Probing Memorization of Tabular In-Context Learning

Large tabular models (LTMs), i.e., tabular foundation models leveraging in-context learning (ICL), achieve state-of-the-art performance on tabular tasks. While LLMs are known to unintentionally memorize training data, the memorization dynamics of LTMs remain largely unexplored. We investigate the potential for parametric memorization in tabular ICL. We introduce ICLMEM, a probing framework designed to separate context-based predictions from parametric memorization. Our zero-information multiple-choice context strips away valid contextual patterns to force the model to fall back on its parametric memory.

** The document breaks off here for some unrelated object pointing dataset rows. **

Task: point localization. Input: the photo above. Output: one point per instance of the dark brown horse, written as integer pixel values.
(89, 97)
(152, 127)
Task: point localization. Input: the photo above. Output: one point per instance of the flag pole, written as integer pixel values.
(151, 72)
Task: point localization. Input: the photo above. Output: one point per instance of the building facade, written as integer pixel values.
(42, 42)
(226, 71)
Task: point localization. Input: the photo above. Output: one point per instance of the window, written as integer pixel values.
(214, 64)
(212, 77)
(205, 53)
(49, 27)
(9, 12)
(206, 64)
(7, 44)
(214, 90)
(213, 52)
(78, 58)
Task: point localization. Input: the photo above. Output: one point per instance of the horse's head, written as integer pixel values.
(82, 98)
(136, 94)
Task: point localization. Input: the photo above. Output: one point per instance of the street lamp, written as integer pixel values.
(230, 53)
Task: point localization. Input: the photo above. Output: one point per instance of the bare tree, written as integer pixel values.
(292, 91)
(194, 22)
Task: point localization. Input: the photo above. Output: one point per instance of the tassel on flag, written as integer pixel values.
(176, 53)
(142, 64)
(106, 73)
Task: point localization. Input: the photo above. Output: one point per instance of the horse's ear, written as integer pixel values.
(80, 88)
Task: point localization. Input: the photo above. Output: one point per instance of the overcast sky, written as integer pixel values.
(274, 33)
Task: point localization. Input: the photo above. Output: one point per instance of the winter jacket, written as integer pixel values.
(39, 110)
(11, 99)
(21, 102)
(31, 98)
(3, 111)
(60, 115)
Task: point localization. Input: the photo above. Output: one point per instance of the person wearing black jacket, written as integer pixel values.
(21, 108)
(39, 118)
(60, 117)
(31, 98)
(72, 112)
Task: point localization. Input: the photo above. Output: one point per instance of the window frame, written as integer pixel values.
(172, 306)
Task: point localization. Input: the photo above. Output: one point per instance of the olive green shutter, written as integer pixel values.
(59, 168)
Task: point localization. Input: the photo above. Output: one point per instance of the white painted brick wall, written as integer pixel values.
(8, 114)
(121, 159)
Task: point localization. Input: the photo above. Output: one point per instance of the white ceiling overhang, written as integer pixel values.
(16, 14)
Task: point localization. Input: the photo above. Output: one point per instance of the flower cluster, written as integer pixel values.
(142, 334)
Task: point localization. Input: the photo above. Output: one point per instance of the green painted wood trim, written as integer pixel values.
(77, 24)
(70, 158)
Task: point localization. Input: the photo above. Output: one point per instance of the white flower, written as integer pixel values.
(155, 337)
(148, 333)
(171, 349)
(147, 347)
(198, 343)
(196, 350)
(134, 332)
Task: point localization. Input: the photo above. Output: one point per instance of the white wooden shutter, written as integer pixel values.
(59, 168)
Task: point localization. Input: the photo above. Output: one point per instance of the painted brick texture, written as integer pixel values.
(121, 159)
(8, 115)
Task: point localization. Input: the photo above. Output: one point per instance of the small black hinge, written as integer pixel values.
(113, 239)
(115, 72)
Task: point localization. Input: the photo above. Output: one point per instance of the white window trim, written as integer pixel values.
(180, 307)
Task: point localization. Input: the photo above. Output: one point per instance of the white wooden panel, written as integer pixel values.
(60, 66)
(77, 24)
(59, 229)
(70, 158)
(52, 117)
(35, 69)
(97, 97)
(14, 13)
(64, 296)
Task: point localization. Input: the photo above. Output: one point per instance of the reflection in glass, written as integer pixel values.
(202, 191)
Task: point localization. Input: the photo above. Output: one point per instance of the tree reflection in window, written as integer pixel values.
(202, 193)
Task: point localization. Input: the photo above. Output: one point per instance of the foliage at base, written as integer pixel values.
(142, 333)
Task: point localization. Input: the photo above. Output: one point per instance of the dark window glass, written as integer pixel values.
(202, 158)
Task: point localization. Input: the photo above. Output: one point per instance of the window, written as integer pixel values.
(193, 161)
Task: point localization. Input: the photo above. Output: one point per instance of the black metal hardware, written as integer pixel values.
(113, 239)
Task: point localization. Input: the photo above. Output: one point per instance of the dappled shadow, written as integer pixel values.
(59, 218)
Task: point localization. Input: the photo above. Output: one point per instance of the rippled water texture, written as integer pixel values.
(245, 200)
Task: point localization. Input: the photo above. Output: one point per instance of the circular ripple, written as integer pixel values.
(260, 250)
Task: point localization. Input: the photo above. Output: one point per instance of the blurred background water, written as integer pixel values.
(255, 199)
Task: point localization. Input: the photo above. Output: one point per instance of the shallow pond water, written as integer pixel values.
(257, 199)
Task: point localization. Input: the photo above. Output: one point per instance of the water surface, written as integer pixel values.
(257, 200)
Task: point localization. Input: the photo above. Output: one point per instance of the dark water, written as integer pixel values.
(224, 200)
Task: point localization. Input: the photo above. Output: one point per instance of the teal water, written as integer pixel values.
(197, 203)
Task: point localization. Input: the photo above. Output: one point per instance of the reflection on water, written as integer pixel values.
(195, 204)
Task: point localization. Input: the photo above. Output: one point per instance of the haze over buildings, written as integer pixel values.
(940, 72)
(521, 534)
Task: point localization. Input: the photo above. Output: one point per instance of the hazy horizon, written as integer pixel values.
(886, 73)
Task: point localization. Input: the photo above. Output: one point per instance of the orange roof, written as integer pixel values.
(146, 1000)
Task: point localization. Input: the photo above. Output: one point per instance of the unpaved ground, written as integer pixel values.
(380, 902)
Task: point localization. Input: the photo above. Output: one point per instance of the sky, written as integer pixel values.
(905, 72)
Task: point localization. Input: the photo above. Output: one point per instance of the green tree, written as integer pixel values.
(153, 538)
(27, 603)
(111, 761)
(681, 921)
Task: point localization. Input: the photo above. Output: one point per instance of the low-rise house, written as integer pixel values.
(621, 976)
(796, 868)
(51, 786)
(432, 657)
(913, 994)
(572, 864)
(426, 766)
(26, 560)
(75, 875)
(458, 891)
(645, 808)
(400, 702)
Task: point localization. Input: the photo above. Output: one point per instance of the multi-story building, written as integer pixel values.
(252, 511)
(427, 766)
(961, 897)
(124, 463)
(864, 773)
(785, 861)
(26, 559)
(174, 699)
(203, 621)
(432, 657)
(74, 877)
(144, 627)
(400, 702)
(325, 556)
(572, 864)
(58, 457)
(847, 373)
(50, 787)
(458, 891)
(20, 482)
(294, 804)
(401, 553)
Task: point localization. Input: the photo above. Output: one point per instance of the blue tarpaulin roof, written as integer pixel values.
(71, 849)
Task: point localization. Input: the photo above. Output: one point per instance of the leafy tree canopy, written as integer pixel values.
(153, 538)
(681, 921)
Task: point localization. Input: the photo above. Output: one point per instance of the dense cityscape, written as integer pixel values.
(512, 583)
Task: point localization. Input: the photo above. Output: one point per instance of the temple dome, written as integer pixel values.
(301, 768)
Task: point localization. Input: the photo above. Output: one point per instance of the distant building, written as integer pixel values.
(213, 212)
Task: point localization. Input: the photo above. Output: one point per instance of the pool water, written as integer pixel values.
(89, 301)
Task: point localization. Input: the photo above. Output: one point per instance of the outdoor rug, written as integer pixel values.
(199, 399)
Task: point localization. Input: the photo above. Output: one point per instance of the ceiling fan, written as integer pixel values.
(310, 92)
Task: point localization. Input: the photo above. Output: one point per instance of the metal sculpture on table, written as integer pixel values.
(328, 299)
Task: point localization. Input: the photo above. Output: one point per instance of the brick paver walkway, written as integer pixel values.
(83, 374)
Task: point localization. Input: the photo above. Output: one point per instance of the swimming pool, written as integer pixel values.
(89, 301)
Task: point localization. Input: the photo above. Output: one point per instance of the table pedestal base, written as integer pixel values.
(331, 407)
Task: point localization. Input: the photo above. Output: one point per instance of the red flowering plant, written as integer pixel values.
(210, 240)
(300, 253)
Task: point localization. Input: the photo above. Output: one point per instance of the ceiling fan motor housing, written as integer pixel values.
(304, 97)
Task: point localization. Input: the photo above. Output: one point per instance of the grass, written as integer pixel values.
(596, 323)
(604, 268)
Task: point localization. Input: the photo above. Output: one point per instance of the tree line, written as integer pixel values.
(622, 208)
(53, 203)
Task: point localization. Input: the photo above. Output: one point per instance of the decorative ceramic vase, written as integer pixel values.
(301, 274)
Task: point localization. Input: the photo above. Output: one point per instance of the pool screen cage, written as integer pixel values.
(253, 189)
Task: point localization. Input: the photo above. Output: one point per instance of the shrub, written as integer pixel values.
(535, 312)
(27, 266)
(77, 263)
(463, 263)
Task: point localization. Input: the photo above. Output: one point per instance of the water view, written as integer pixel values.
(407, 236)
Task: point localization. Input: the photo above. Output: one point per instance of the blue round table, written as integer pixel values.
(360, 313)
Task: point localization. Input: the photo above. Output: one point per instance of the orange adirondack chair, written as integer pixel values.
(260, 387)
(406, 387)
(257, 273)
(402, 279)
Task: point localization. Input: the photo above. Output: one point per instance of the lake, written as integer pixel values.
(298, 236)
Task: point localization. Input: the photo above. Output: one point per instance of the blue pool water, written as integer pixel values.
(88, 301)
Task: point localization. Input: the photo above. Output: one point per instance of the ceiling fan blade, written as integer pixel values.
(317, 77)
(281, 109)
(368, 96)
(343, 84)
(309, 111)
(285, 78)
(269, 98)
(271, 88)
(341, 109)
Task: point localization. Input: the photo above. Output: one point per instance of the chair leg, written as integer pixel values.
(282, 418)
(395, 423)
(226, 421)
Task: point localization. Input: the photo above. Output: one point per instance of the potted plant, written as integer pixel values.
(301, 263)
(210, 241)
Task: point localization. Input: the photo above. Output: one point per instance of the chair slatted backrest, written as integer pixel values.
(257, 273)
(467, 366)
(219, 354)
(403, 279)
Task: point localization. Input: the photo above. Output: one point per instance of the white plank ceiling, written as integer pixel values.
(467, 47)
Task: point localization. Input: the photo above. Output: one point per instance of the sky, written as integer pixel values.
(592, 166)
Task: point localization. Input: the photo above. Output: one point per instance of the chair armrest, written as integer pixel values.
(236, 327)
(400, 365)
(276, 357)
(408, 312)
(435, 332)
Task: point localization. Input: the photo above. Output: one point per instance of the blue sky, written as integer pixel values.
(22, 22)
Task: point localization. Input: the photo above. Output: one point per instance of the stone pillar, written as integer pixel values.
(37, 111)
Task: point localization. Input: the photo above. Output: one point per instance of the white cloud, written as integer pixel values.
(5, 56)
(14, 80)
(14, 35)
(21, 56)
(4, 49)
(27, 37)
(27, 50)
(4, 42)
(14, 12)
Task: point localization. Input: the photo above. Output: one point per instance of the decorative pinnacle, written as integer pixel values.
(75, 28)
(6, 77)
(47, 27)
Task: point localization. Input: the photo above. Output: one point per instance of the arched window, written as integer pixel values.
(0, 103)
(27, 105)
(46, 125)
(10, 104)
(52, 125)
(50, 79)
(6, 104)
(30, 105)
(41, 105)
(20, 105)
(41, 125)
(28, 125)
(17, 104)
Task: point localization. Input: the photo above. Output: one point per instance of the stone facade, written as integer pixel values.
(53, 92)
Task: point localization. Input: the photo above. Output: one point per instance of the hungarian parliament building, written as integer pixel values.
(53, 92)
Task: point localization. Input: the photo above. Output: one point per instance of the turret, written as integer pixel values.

Our controlled fine-tuning setup establishes membership ground truth and accounts for common pitfalls, e.g., distribution shift, feature contamination, base-rate fallacy, and the pre-trained base model acts as reference to calibrate for sample difficulty. Our controlled evaluation on a leading real-world-trained LTM detects moderate memorization signals in 8 out of 10 tasks (AUC up to 0.67 and TPR at 1% FPR >0.1). Notably, memorization signals are strongest for low-cardinality and binary tasks. However, they largely vanish under realistic training conditions. Our findings show LTM memorization signals under specific circumstances (single-task fine-tuning with fixed samples across many epochs and small query size). To protect sensitive data, appropriate measures must be taken, which we discuss.